As we were settling ourselves down, Brother Gabriel said, “You know, he’s very fond of otters … and eagles … we think he changes out there somewhere … and then continues the journey.
Sister Gata was not yet familiar with the subject of ‘shape-shifting’ or transformation, so Brother Gabriel and I explained the concept, during which time, we also broke the bread and shared the juice. As it had been for me, the idea, for her, was exciting and disturbing at the same time; I knew that she would be thinking about it often from now on.
And that brought me to raise the question. “As I understand it, every time one shifts, one loses a segment of life. If Master William is doing this on a regular basis, is he just giving up his life?” I looked from one to the other; Sister Gata was still soaking in what she had just been told, and Brother Gabriel was looking straight into my eyes, with no expression. “I mean, are we really allowed to do that?”
“Well, that’s the big question, isn’t it?” he said. “For Sister Gata, that journey of contemplation begins tonight. But you, Brother Coyote, have had some time to dwell on it now. You will soon have to realize the answer to the question, ‘Is it worth it to lose a part of one’s life … if one can live it as an otter … or an eagle … or an elephant?'”

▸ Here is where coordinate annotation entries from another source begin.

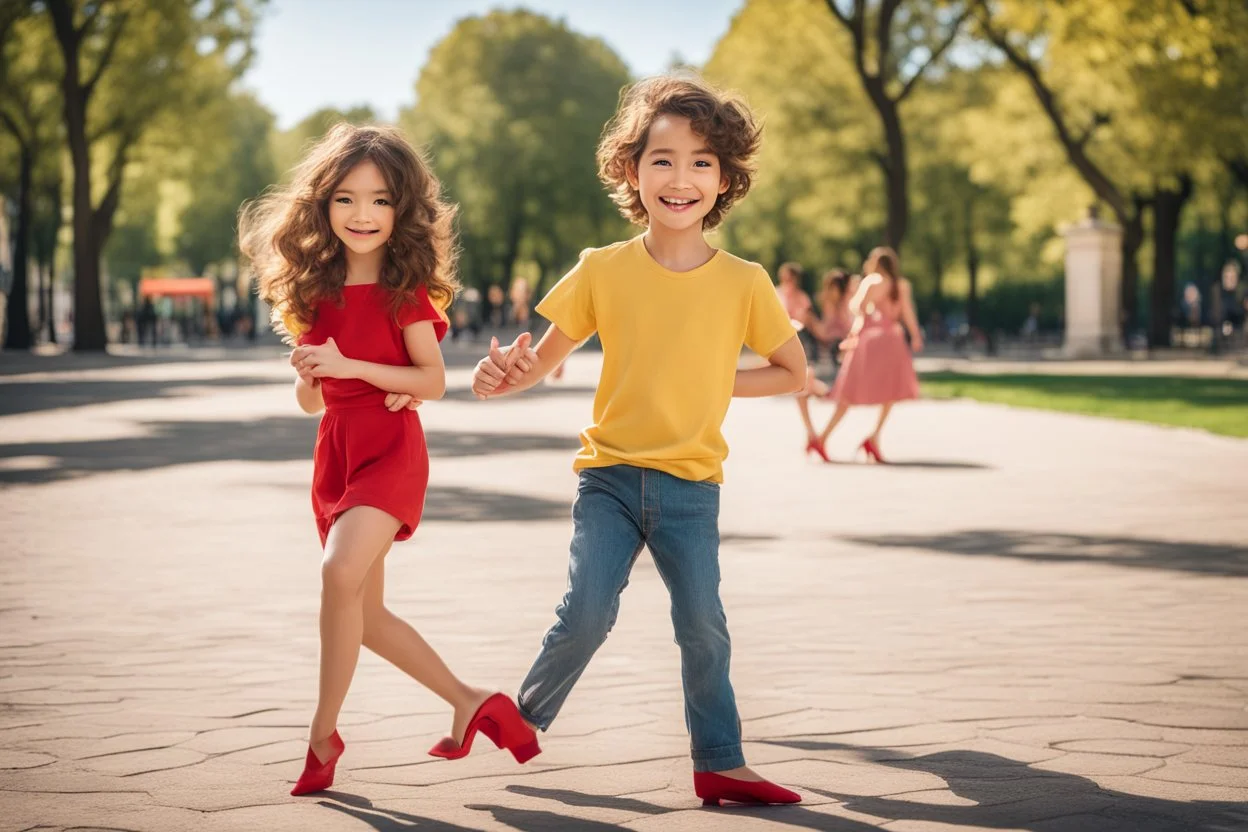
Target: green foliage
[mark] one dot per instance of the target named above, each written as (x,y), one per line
(234,167)
(290,145)
(1218,406)
(511,106)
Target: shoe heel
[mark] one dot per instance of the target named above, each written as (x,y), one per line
(526,751)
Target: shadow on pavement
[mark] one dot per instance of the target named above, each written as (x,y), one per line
(268,439)
(36,397)
(724,817)
(385,820)
(1201,558)
(1011,795)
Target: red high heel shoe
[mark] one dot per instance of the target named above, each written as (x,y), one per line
(501,721)
(317,775)
(818,447)
(713,788)
(871,450)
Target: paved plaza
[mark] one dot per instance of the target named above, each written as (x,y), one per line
(1032,621)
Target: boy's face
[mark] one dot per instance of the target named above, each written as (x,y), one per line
(678,176)
(361,210)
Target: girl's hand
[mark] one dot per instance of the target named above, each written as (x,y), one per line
(396,402)
(311,381)
(325,361)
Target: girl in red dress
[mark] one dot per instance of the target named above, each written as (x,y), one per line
(356,258)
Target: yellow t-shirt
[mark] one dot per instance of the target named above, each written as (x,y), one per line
(670,346)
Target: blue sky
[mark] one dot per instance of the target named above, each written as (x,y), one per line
(341,53)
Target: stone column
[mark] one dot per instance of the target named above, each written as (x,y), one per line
(1093,287)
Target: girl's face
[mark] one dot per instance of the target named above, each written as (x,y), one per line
(362,210)
(678,175)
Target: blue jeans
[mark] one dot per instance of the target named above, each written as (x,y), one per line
(618,510)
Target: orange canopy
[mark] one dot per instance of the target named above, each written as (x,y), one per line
(169,287)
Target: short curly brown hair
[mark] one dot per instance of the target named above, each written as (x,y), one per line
(723,120)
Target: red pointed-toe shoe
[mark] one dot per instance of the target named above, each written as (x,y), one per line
(871,450)
(501,721)
(318,776)
(713,788)
(816,445)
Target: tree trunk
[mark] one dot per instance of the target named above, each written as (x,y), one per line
(513,245)
(895,172)
(937,265)
(1132,238)
(972,268)
(89,331)
(18,334)
(1167,213)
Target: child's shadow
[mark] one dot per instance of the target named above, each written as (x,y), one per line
(385,820)
(531,821)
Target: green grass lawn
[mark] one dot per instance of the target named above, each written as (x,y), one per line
(1214,404)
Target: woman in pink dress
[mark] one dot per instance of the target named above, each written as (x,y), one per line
(877,368)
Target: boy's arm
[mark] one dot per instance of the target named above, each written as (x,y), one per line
(785,373)
(501,374)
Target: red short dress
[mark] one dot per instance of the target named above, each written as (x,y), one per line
(365,454)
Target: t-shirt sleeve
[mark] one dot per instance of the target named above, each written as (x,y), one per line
(768,327)
(570,303)
(422,308)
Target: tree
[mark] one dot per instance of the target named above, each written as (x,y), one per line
(288,145)
(234,162)
(134,60)
(511,106)
(1128,90)
(816,196)
(28,111)
(895,43)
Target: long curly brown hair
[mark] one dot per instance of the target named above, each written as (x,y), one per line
(298,261)
(724,121)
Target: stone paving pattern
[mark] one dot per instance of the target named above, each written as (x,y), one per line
(1033,621)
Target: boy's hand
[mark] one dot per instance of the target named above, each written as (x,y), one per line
(325,361)
(503,367)
(396,402)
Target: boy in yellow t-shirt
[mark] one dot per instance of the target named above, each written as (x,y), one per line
(672,314)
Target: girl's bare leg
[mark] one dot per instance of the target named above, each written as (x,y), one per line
(804,404)
(841,409)
(356,541)
(397,643)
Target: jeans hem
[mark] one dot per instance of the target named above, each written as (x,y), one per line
(719,759)
(534,721)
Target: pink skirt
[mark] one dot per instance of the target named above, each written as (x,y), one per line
(879,369)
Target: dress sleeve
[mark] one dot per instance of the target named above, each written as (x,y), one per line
(768,328)
(569,306)
(422,308)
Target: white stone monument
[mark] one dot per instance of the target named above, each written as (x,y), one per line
(1093,287)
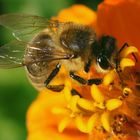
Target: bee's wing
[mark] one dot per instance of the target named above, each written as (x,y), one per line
(14,54)
(24,26)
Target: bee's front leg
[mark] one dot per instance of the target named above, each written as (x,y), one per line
(56,88)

If it hadn’t been for Brother Gabriel, Sister Gata and I probably wouldn’t have celebrated anything that night; he even had to request a couple of songs for us to play. In closing, we raised our cups.
“I celebrate change, the only constant.” “I celebrate the stars, the campfires of the sky.” “I celebrate the love of life, the perpetual stream.”
It was almost exactly nine weeks later that Sister Gata and I were meeting by the Great Hall again, instruments in hand. We were thinking this might be our last session by the lake for a while; we’d been having days of cool damp weather. For our celebration this night, we had thought about hope and restoration.
As we started down the path to the deck, we heard a sound behind us and turned to face Brother Gabriel. “You might need this tonight,” he said. He was holding a cowl.